The cab rolled away, and Delafield walked on.

Half-past seven, striking from all the Paris towers! And Warkworth's intention in the morning was to leave the Gare de Lyon at 7.15. But it seemed he was now bound, at 7.30, for the Gare de Sceaux, from which point of departure it was clear that no reasonable man would think of starting for the Eternal City.

"D'abord, à la Gare de Sceaux!"

Then he was not catching a train?--at any rate, immediately. He had some other business first, and was perhaps going to the station to deposit his luggage?

Suddenly a thought, a suspicion, flashed through Delafield's mind, which set his heart thumping in his breast.
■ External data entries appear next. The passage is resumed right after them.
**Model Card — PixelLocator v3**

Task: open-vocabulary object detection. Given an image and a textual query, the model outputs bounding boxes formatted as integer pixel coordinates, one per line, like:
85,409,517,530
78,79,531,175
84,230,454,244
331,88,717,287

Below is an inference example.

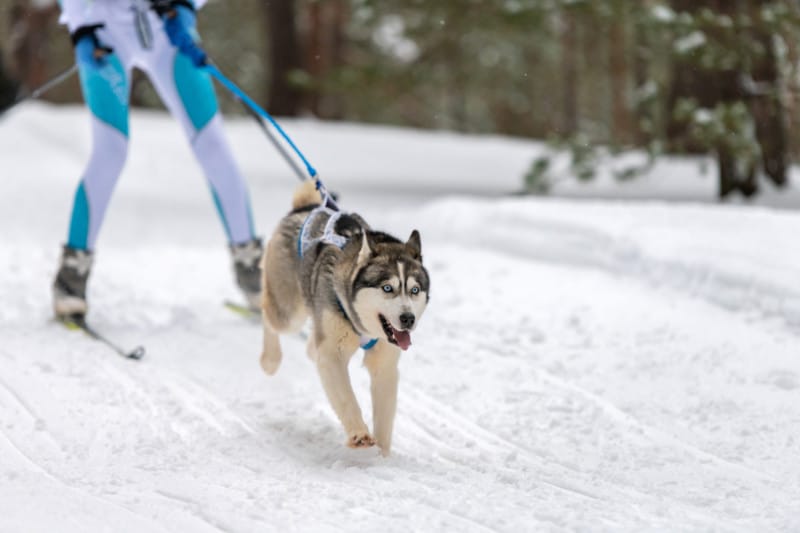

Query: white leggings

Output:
67,11,254,250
In after days he was often puzzled to account for its origin, still more for the extraordinary force with which it at once took possession of all his energies. In his more mystical moments of later life he rose to the secret belief that God had spoken to him.

At any rate, he at once hailed a cab, and, thinking no more of his dinner engagement, he drove post-haste to the Nord Station. In those days the Calais train arrived at eight. He reached the station a few minutes before it appeared. When at last it drew up, amid the crowd on the platform it took him only a few seconds to distinguish the dark and elegant head of Julie Le Breton.

A pang shot through him that pierced to the very centre of life. He was conscious of a prayer for help and a clear mind. But on his way to the station he had rapidly thought out a plan on which to act should this mad notion in his brain turn out to have any support in reality.